6. Deploy KEDA ScaledObject
Create the ScaledObject that defines the scaling behavior:
kubectl apply -f scaledObject.yaml
📊 Scaling Configuration:
- Trigger: SQS queue depth
- Target: 5 messages per pod
- Min Replicas: 0 (scale to zero when idle)
- Max Replicas: 10 (adjust based on your needs)

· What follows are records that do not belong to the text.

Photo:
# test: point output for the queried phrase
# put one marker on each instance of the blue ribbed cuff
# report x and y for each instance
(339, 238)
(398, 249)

- Cooldown: Prevents rapid scaling oscillations
Verify the ScaledObject:
kubectl get scaledobject -n vllm
Expected output:
NAME SCALETARGETKIND SCALETARGETNAME MIN MAX READY ACTIVE FALLBACK PAUSED TRIGGERS AUTHENTICATIONS AGE
model-qwen3-4b-fp8-scaler apps/v1.Deployment model-qwen3-4b-fp8 0 10 True False Unknown Unknown aws-sqs-queue 6s
7. Test the Scaling Behavior
Generate test messages to trigger scaling:
# Deploy job that generates 50 inference requests
kubectl apply -f prompt-generator-job.yaml
🧪 Test Scenario: The prompt generator creates 50 sample inference requests in the SQS queue, simulating real-world load.
8. Monitor the Scaling Process
Watch the scaling behavior in real-time:
- Check SQS Queue Depth: Wait for job to finish sending messages first.
cd terraform
QUEUE_URL=$(terraform output -raw sqs_url)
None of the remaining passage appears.